Olshaker agrees: “There are two things that we know for certain. There is a bio-lab in Wuhan and the coronavirus first spread in Wuhan. But to conclude that the two are linked in a nefarious way just doesn’t hold up. We know this virus comes from bats, and we know there’s a market for that in Wuhan. We also know that the Wuhan Institute of Virology does research on infectious diseases for which bats are thought to be the reservoir. But, you know, if you wanted to weaponize a virus there are many more possibilities at hand that would be far more lethal to more people and wouldn’t have such a long incubation time—like smallpox or anthrax,” he says. “That would make a lot more sense. I think it’s a reasonable presumption that if China had wanted to weaponize the coronavirus, they would have put a lot of work in on developing a vaccine for it, to protect their own population. But there’s no evidence of that. None.”
For Olshaker, the spread of such conspiracy theories is as virulent in the political population as the pandemic is in the human population. “You know I’ve spent a lot of time studying conspiracy theories,” he says. “It’s a part of my line of work, because it’s important to be able to discount the implausible. That’s what conspiracy theories do: they pile implausibles on top of remotely implausibles and string them together to come up with something they hope sounds probable. But it’s always shaky. And you see this among those who spread the theories—their standard line is that what they say can’t be disproved.
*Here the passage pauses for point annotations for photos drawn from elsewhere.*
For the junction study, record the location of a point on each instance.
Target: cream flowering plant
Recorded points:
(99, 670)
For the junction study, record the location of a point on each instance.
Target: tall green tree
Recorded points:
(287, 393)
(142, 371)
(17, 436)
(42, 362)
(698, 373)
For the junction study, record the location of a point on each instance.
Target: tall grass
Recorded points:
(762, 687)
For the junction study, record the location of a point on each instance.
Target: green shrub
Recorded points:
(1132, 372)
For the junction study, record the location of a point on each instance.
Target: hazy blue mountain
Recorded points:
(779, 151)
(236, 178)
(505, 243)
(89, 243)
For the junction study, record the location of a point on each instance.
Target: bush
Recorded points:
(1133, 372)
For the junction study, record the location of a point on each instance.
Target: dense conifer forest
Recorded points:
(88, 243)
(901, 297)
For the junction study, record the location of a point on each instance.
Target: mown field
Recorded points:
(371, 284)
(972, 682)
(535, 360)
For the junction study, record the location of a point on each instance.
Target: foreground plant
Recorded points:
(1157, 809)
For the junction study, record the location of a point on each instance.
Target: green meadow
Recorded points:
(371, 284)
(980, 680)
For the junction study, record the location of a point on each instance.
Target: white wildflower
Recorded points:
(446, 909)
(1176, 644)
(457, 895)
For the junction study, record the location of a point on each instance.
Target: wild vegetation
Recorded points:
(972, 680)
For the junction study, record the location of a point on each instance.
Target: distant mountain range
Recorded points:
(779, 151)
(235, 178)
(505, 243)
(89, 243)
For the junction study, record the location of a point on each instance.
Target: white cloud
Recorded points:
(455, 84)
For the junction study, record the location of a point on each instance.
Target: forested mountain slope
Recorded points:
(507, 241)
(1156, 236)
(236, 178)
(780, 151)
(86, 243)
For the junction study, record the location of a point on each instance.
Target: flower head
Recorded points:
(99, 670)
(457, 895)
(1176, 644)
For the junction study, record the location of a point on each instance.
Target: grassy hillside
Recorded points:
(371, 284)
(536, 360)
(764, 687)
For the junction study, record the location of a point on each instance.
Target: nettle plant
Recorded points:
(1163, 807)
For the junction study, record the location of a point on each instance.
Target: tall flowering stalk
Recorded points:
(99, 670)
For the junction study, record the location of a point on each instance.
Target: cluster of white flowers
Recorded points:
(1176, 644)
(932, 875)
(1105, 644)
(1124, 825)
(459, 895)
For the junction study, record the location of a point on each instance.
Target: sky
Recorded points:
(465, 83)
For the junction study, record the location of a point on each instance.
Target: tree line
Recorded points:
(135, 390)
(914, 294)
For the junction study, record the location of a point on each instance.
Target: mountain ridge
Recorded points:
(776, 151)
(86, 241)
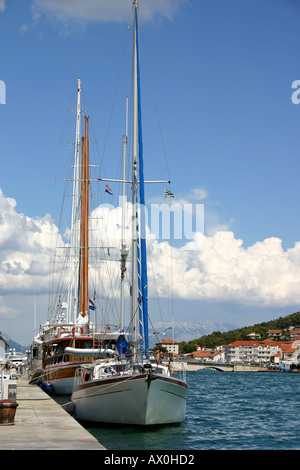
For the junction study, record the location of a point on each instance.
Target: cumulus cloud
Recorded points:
(25, 246)
(106, 11)
(210, 268)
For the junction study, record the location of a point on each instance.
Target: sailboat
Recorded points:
(70, 339)
(130, 388)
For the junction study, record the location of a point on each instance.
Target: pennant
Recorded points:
(168, 193)
(108, 190)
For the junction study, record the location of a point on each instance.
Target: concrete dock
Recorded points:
(42, 424)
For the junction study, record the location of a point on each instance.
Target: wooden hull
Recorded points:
(61, 376)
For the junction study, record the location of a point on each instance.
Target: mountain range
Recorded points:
(183, 331)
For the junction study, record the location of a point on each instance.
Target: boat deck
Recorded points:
(42, 424)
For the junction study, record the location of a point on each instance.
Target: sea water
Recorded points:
(225, 411)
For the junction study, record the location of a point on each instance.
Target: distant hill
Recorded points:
(217, 337)
(188, 331)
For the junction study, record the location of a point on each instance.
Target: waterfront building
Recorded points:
(170, 345)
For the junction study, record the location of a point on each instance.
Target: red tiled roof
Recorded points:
(168, 341)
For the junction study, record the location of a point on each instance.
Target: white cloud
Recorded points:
(210, 268)
(5, 311)
(107, 10)
(24, 249)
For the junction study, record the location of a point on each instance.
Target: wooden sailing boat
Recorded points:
(67, 344)
(129, 388)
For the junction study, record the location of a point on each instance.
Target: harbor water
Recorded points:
(225, 411)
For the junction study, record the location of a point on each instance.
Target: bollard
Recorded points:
(7, 412)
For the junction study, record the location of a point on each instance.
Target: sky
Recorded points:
(221, 120)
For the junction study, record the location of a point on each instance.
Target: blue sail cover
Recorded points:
(143, 254)
(122, 344)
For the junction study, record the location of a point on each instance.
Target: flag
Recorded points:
(108, 190)
(168, 193)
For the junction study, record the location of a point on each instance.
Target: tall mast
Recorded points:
(124, 251)
(74, 242)
(134, 280)
(84, 222)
Well, you know, you can’t disprove alien abductions either, but that doesn’t mean they happen.” Or perhaps, as the scientist with whom I spoke says, the spread of conspiracy theories on China and the coronavirus is the predictable outcome of a nation led by a president “who believes that windmills cause cancer, that stealth aircraft are literally invisible, that we should rake the floors of our forest, or that a disease can be conquered by injecting lung tissue with disinfectant.”
That said, the China-is-responsible narrative has accomplished its primary political goal, at least in part, by substituting a Seward-like war of words between Beijing and Washington for the real war the United States should be fighting. Or, as Lincoln might put it, given America’s struggle to defeat a deadly national pandemic, a war of words with China is one war too many.